Frontline Lulzsec hacking member Topiary's identity and whereabouts were known to British police, chief technology officer of Prolexic Paul Sop has said.
While debate raged over whether British Police had arrested Topiary.
Scotland Yard released the name of a teenager, Jake Davis, it arrested in the Shetland Islands last week on suspicion of involvement with the LulzSec hacking group.
It has yet to emerge if the arrest man was the LulzSec identity Topiary, a concept contested by some online groups dedicated to uncovering the groups' participants.
Paul Sop, chief technology officer at Prolexic could not say if Topiary was in police hands, or talk specifically about the international police operation to locate and identify suspected online criminals within Anonymous and LulzSec because of non-disclosure agreements.
But he confirmed that police knew who and where Topiary was.
“Yes, I’ve read about the speculation. But you know I can’t say anything, right?” Sop said.
His company used its global IP network and technical specialists to defend businesses against Distributed Denial of Service (DDoS) attacks.
In doing so, it had harvested countless IP addresses and other data from DDoS attacks launched against customers and supplied them to law enforcement.
“With that many eyes watching the long and protracted attacks [by LulzSec and Anonymous] it’s not really possible to stay anonymous," Sop said.
"Police efforts are slow and protracted – they have to be because evidence must be transferred and it cannot be compromised".
Sop predicted the hacking groups' continued attacks against government intelligence and police agencies and scores of businesses would be “just more damning for them”.
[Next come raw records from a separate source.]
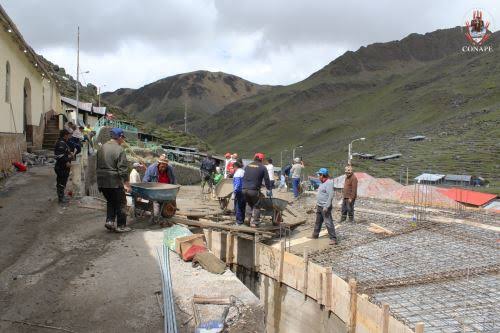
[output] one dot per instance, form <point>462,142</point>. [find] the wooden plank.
<point>293,271</point>
<point>353,305</point>
<point>369,316</point>
<point>340,298</point>
<point>215,225</point>
<point>306,264</point>
<point>269,261</point>
<point>282,259</point>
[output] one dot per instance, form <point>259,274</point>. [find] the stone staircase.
<point>51,133</point>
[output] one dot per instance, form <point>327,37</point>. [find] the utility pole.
<point>77,73</point>
<point>185,116</point>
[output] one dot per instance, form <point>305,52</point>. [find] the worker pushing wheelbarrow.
<point>164,195</point>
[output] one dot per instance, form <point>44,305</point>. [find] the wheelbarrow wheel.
<point>169,208</point>
<point>223,203</point>
<point>277,217</point>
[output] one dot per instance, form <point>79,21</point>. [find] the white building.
<point>28,95</point>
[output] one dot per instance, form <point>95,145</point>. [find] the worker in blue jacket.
<point>239,199</point>
<point>255,174</point>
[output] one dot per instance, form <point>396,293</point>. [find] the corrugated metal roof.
<point>468,197</point>
<point>458,178</point>
<point>429,177</point>
<point>81,106</point>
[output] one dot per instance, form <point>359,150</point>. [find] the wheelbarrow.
<point>164,194</point>
<point>272,207</point>
<point>223,191</point>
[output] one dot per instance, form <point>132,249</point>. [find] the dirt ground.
<point>61,268</point>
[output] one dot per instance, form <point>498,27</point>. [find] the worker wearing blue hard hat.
<point>324,206</point>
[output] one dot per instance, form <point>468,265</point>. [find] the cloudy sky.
<point>129,43</point>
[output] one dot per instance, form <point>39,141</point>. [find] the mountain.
<point>386,92</point>
<point>67,87</point>
<point>203,93</point>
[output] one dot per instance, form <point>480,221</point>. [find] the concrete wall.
<point>44,95</point>
<point>10,147</point>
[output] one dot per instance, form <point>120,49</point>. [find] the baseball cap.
<point>117,133</point>
<point>260,156</point>
<point>322,171</point>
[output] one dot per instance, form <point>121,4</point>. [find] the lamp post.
<point>99,95</point>
<point>349,155</point>
<point>293,151</point>
<point>281,157</point>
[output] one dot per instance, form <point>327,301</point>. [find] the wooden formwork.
<point>314,281</point>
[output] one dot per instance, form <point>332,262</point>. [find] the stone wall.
<point>11,147</point>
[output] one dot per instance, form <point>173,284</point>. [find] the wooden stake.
<point>256,252</point>
<point>385,318</point>
<point>328,288</point>
<point>306,265</point>
<point>229,248</point>
<point>209,240</point>
<point>282,260</point>
<point>419,328</point>
<point>353,306</point>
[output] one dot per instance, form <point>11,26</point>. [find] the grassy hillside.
<point>203,93</point>
<point>386,92</point>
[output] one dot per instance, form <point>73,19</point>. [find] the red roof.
<point>467,196</point>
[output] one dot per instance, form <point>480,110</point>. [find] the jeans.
<point>116,205</point>
<point>296,184</point>
<point>252,198</point>
<point>62,175</point>
<point>239,207</point>
<point>347,209</point>
<point>321,217</point>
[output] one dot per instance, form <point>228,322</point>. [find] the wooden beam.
<point>214,225</point>
<point>306,264</point>
<point>385,318</point>
<point>282,259</point>
<point>353,295</point>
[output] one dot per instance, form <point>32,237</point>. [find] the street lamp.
<point>349,155</point>
<point>99,95</point>
<point>293,151</point>
<point>281,157</point>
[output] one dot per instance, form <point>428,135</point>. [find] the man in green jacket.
<point>112,180</point>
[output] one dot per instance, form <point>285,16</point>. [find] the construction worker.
<point>207,170</point>
<point>296,174</point>
<point>255,174</point>
<point>239,199</point>
<point>228,159</point>
<point>112,180</point>
<point>324,200</point>
<point>62,167</point>
<point>159,172</point>
<point>349,194</point>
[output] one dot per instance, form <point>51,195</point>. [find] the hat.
<point>322,171</point>
<point>117,133</point>
<point>163,159</point>
<point>259,156</point>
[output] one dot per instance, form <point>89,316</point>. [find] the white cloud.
<point>130,43</point>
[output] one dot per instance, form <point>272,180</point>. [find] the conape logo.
<point>477,32</point>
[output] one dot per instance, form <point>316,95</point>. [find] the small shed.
<point>457,180</point>
<point>417,138</point>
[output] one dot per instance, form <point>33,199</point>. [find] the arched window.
<point>7,82</point>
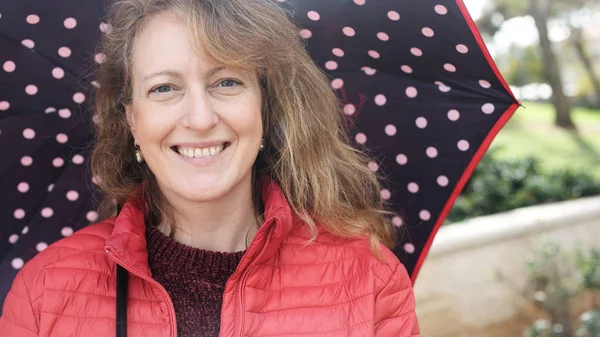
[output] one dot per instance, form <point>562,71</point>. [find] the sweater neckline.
<point>166,253</point>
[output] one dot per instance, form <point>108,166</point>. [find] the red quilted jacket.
<point>333,287</point>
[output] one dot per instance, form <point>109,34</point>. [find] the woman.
<point>245,210</point>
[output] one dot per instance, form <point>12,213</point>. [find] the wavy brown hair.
<point>307,151</point>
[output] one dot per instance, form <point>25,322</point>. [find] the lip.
<point>202,144</point>
<point>202,160</point>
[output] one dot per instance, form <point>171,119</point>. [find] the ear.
<point>130,118</point>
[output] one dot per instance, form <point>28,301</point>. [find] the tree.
<point>541,12</point>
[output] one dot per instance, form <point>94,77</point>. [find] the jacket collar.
<point>128,239</point>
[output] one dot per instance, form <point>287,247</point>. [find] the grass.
<point>531,132</point>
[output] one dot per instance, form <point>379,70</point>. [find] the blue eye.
<point>162,89</point>
<point>228,83</point>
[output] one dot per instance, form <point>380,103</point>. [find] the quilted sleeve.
<point>395,302</point>
<point>18,317</point>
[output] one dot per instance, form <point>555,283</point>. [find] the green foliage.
<point>555,277</point>
<point>501,185</point>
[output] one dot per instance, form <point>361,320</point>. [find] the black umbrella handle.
<point>122,280</point>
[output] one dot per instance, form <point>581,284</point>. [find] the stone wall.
<point>456,291</point>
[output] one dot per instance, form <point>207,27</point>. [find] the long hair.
<point>325,179</point>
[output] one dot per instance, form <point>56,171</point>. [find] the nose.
<point>199,112</point>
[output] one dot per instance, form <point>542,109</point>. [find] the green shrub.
<point>501,185</point>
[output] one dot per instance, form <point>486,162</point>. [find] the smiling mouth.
<point>200,152</point>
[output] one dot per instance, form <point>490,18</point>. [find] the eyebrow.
<point>177,74</point>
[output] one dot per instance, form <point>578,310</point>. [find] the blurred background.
<point>520,252</point>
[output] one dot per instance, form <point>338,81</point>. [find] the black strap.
<point>122,280</point>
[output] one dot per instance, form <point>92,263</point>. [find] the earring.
<point>138,152</point>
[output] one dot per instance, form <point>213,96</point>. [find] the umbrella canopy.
<point>416,83</point>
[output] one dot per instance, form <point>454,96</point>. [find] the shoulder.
<point>355,250</point>
<point>83,250</point>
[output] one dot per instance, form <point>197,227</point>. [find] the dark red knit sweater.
<point>195,280</point>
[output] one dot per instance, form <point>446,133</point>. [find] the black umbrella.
<point>414,78</point>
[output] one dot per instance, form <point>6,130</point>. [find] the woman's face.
<point>198,125</point>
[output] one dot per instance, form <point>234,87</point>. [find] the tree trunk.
<point>578,43</point>
<point>539,11</point>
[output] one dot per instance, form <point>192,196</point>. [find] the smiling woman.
<point>244,209</point>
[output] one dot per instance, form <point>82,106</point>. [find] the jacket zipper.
<point>164,292</point>
<point>243,284</point>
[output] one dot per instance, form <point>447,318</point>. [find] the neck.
<point>227,224</point>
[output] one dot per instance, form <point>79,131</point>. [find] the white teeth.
<point>200,152</point>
Prolexic was not the only private sector company to assist the police investigations into Lulzsec and Anonymous.
A sworn affidavit by an FBI agent had revealed PayPal supplied the IP addresses of 1000 participants in DDoS attacks launched against its network in December.
Many of the DDoS participants had used the LOIC (Low Orbit Ion Cannon) software which made it easy for non-technical users to participate in coordinated attacks against nominated targets.
But in doing so, their IP addresses were recorded on the logs of victims, or with specialists like Prolexic.
A report (pdf) last year by researchers from the University of Twente in the Netherlands compared the use of LOIC for DDoS attacks to "overwhelming someone with letters, but putting your address at the back of the envelope".
The IP addresses were all there, in logs,” Sop said. “It’s rather daft – like throwing a brick through a window with your address taped to it," he said.
The philosophical ideology that united much of the Anonymous and Anti Security movement had helped investigators build profiles, Sop said.
Yet for all the attacks against Prolexic customers, Sop was warm to the movements’ broad ambitions to fight censorship and corruption.
“I don’t disagree with the messages, but the methods affect hundreds of thousands of innocent people. Look at the attacks on Sony – that affected thousands of people who just wanted to play PlayStation. When it was down, I couldn’t enjoy gaming with my son.”